Azure’s cloud-based AI supercomputer includes powerful and scalable ND- and NC-series virtual machines optimized for (artificial intelligence) AI-distributed training and inference. It is the first public cloud to incorporate NVIDIA’s advanced AI stack, adding tens of thousands of NVIDIA A100 and H100 GPUs, NVIDIA Quantum-2 400Gb/s InfiniBand networking, and the NVIDIA AI Enterprise software suite to its platform.
As part of the collaboration, NVIDIA will utilize Azure’s scalable virtual machine instances to research and further accelerate advances in generative AI, a rapidly emerging area of AI in which foundational models like Megatron Turing NLG 530B are the basis for unsupervised, self-learning algorithms to create new text, code, digital images, video or audio.
“AI technology advances as well as industry adoption are accelerating. The breakthrough of foundation models has triggered a tidal wave of research, fostered new startups and enabled new enterprise applications,” said Manuvir Das, vice president of enterprise computing at NVIDIA. “Our collaboration with Microsoft will provide researchers and companies with state-of-the-art AI infrastructure and software to capitalize on the transformative power of AI.”
The companies will also collaborate to optimize Microsoft’s DeepSpeed deep learning optimization software. NVIDIA’s full stack of AI workflows and software development kits, optimized for Azure, will be made available to Azure enterprise customers.
“AI is fueling the next wave of automation across enterprises and industrial computing, enabling organizations to do more with less as they navigate economic uncertainties,” said Scott Guthrie, executive vice president of the Cloud + AI Group at Microsoft. “Our collaboration with NVIDIA unlocks the world’s most scalable supercomputer platform, which delivers state-of-the-art AI capabilities for every enterprise on Microsoft Azure.”
Microsoft Azure’s AI-optimized virtual machine instances are architected with NVIDIA’s most advanced data center GPUs and are the first public cloud instances to incorporate NVIDIA Quantum-2 400Gb/s InfiniBand networking. Customers can deploy thousands of GPUs in a single cluster to train even the most massive large language models, build the most complex recommender systems at scale, and enable generative AI at scale.

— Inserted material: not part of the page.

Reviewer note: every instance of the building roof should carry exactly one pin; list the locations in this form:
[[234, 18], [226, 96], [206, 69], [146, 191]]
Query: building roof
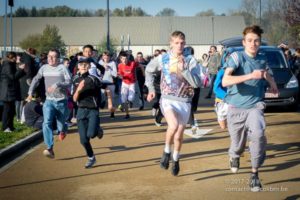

The current Azure instances feature NVIDIA Quantum 200Gb/s InfiniBand networking with NVIDIA A100 GPUs. Future ones will be integrated with NVIDIA Quantum-2 400Gb/s InfiniBand networking and NVIDIA H100 GPUs. Combined with Azure’s advanced compute cloud infrastructure, networking and storage, these AI-optimized offerings will provide scalable peak performance for AI training and deep learning inference workloads of any size.

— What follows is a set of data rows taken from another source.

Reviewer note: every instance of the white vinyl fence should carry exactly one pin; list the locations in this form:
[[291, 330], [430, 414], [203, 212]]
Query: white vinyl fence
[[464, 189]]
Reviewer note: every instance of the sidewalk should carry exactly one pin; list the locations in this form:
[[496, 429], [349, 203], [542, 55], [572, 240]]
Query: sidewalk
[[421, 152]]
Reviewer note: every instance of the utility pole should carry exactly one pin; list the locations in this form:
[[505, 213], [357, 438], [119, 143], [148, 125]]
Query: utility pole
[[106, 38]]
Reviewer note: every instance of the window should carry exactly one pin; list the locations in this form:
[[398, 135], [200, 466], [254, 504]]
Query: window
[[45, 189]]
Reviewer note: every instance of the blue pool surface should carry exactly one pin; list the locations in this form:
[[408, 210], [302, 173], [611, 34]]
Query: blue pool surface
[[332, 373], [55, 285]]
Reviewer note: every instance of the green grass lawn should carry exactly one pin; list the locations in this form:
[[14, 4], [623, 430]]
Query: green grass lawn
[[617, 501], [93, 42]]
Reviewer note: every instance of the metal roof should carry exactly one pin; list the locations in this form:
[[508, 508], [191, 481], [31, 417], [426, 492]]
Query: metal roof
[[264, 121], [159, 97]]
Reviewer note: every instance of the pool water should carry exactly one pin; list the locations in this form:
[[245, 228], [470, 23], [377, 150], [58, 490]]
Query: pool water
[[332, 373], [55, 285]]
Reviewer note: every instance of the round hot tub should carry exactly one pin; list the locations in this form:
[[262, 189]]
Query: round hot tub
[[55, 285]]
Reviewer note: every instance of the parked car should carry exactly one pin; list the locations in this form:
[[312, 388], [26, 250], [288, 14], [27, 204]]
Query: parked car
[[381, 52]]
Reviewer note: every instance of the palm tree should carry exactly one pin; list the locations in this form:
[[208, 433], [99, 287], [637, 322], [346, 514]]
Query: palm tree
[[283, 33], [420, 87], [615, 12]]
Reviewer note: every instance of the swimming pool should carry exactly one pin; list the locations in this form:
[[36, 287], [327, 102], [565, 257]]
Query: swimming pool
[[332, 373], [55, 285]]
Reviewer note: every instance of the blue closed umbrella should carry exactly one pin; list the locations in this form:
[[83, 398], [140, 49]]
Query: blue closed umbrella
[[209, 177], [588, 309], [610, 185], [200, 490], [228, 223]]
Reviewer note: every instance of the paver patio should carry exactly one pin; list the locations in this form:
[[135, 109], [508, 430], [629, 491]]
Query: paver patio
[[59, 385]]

The platform will support a broad range of AI applications and services, including Microsoft DeepSpeed and the NVIDIA AI Enterprise software suite.
Microsoft DeepSpeed will leverage the NVIDIA H100 Transformer Engine to accelerate transformer-based models used for large language models, generative AI, and writing computer code, among other applications. This technology applies 8-bit floating point precision capabilities to DeepSpeed to dramatically accelerate AI calculations for transformers — at twice the throughput of 16-bit operations.